North Korean leader Kim appears to be taking an opportunity to pocket some concessions from the South through the possible easing of sanctions for its pursuit of nuclear weapons, he said.
"Sanctions are starting to bite. Ninety per cent of their exports are starting to get cut, they're not getting as much refined oil products, and they're hurting."
Kazianis suspects the longer-term play is a delay tactic in service of a goal to refine its intercontinental ballistic missile, or ICBM, a long-range weapon that could threaten a major U.S. city.
"The North is very close to having an ICBM that can hit the U.S. homeland, but they need a few months to get the tech finished; to get the re-entry heat shield finished so that when they fire the warheads, it can re-enter the atmosphere."
In the meantime, Kazianis says, family reunification between citizens of South Korea and North Korea should proceed, and Kim's athletes and diplomats at the Olympics will lend "an air of legitimacy" to a regime that has in recent days exchanged taunts with U.S. President Donald Trump over which nation has a scarier nuclear arsenal.
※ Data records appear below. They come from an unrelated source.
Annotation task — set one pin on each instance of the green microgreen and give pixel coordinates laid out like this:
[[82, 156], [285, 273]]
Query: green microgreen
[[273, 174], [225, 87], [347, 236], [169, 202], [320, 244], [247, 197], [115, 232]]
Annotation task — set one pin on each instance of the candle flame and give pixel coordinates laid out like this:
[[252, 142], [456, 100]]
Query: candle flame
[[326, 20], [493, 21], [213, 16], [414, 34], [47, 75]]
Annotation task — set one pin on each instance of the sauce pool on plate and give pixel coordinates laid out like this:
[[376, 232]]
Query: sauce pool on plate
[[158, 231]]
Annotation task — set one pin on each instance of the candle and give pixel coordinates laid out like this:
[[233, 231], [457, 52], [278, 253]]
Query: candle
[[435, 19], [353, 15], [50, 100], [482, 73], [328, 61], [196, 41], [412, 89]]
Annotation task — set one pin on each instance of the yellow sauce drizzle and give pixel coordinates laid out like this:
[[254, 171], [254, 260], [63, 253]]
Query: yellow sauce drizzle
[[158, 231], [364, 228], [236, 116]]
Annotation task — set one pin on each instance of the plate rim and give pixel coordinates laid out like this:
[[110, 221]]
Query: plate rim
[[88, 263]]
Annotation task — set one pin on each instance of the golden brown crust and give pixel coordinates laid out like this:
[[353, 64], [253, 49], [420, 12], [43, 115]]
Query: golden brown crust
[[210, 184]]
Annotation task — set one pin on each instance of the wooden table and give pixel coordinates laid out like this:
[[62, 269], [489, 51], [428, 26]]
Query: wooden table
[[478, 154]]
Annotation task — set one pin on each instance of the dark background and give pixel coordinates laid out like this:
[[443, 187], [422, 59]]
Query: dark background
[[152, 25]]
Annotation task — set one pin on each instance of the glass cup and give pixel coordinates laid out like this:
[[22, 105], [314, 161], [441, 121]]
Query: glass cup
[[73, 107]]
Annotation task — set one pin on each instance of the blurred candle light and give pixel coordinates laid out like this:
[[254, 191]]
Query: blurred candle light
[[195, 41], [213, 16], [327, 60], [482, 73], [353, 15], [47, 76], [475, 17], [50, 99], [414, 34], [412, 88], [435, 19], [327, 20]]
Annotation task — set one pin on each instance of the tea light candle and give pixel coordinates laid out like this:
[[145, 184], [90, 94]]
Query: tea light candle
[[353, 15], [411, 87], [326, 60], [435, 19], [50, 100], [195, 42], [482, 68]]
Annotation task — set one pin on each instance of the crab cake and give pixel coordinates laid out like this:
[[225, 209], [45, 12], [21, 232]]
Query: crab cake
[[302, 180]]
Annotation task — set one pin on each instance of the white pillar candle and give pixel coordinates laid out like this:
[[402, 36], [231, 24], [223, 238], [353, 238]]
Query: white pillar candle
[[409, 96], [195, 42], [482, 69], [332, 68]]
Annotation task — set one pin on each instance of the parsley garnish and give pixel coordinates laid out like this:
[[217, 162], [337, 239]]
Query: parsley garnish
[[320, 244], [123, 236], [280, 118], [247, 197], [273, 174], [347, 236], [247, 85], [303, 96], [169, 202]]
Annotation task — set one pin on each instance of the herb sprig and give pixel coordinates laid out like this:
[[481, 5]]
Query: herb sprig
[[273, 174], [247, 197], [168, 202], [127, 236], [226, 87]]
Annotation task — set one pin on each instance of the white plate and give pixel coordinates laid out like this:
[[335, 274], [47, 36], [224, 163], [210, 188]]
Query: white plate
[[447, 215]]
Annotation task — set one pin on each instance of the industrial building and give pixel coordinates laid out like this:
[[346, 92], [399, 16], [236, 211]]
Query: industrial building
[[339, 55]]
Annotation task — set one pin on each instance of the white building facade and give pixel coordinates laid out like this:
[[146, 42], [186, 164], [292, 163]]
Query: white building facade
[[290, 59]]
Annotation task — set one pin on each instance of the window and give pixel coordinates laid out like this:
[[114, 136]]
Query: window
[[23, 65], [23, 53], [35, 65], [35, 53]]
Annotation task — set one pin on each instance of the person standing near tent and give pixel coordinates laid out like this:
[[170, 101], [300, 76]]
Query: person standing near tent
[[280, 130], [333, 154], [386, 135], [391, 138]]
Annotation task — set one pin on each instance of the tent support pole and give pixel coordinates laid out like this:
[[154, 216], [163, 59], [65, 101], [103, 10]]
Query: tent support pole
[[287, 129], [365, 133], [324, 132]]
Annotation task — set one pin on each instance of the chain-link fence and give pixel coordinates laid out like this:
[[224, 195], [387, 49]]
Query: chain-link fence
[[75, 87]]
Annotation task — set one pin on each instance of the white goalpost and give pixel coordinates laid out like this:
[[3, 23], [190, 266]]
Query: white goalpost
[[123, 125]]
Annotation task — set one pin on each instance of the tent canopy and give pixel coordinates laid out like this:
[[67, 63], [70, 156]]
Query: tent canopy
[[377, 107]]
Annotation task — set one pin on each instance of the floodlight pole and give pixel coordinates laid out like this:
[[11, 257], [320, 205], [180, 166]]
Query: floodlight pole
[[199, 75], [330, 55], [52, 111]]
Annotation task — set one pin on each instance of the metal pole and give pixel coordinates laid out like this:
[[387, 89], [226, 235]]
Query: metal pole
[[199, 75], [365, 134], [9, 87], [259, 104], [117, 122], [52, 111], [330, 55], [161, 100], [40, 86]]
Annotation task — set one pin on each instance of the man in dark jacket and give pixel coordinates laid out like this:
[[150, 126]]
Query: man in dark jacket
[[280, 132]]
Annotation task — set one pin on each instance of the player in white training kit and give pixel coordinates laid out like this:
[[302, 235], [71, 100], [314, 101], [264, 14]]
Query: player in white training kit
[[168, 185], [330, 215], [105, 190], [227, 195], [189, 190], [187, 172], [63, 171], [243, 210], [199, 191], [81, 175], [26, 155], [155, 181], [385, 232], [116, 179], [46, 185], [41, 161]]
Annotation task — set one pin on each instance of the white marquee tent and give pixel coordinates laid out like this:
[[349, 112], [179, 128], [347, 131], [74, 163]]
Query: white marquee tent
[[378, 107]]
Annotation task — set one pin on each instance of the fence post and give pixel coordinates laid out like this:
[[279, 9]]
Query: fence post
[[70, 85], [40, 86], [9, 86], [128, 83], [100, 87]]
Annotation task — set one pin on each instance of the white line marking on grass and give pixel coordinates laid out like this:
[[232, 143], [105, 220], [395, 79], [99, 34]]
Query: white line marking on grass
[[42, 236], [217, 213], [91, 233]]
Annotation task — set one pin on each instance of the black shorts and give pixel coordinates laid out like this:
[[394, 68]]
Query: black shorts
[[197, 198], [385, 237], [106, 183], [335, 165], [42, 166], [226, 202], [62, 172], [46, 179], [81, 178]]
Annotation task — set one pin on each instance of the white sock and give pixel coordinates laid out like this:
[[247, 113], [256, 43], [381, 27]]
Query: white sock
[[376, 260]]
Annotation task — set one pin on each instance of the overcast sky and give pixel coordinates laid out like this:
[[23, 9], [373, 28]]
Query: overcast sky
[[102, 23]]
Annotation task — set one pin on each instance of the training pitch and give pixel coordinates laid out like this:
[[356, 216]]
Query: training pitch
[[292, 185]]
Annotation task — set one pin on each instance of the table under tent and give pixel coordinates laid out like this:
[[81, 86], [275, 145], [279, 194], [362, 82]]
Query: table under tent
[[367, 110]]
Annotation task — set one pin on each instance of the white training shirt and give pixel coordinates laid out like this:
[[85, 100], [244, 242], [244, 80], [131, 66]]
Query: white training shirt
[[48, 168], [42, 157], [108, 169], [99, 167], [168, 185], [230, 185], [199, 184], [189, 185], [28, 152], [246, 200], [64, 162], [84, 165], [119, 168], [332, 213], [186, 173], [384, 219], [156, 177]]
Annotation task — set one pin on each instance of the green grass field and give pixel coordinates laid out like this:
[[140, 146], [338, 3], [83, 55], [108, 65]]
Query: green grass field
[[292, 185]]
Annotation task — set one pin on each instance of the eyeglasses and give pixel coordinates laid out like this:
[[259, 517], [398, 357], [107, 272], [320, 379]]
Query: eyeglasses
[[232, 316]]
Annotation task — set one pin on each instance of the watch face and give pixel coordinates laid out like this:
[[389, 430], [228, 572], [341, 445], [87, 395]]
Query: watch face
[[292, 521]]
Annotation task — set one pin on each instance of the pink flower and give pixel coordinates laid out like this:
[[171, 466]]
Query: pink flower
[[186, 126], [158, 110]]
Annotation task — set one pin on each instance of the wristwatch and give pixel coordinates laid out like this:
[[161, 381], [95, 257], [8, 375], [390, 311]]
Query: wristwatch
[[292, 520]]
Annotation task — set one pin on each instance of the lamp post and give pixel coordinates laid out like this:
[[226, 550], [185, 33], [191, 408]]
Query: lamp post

The Olympic opening ceremonies might look promising or that peace might be at hand.
"You'll have Kim's sister there in the same stadium, potentially with members of the Trump family," Kazianis said, making for "touching" optics as North and South Korea potentially march under a unified flag.
"But really, this is all going to break down in April," he predicted. Kazianis expects the North to resume testing its ICBM in the South Pacific, following delayed U.S.-South Korean joint military exercises.
If that happens, the North may say it's happy to continue talks with the South Koreans.
"And what does the Trump administration do then? Do they put pressure on Seoul to stop those talks, with progress that's being made? Kim is playing a very bad hand very well, and you have to give him some credit there."
Unless provoked, new U.S.-led sanctions would demonstrate a lack of faith in the inter-Korean dialogue process, added Stephen Noerper, senior director for policy at the non-partisan Korea Society, a non-profit promoting U.S.-Korean co-operation.
The North, he said, "sees a more progressive administration in Seoul, at seeming odds, at times, with a more conservative White House."
The U.S. should allow the engagement to progress without interference, Noerper said. And that could require flexibility from the Trump administration.
"The North Koreans realize that if Trump appears unstable, it makes more South Koreans sit up and become shy of this particular White House," Noerper said. "We would only hurt ourselves as the U.S. if we didn't support our allies in this process."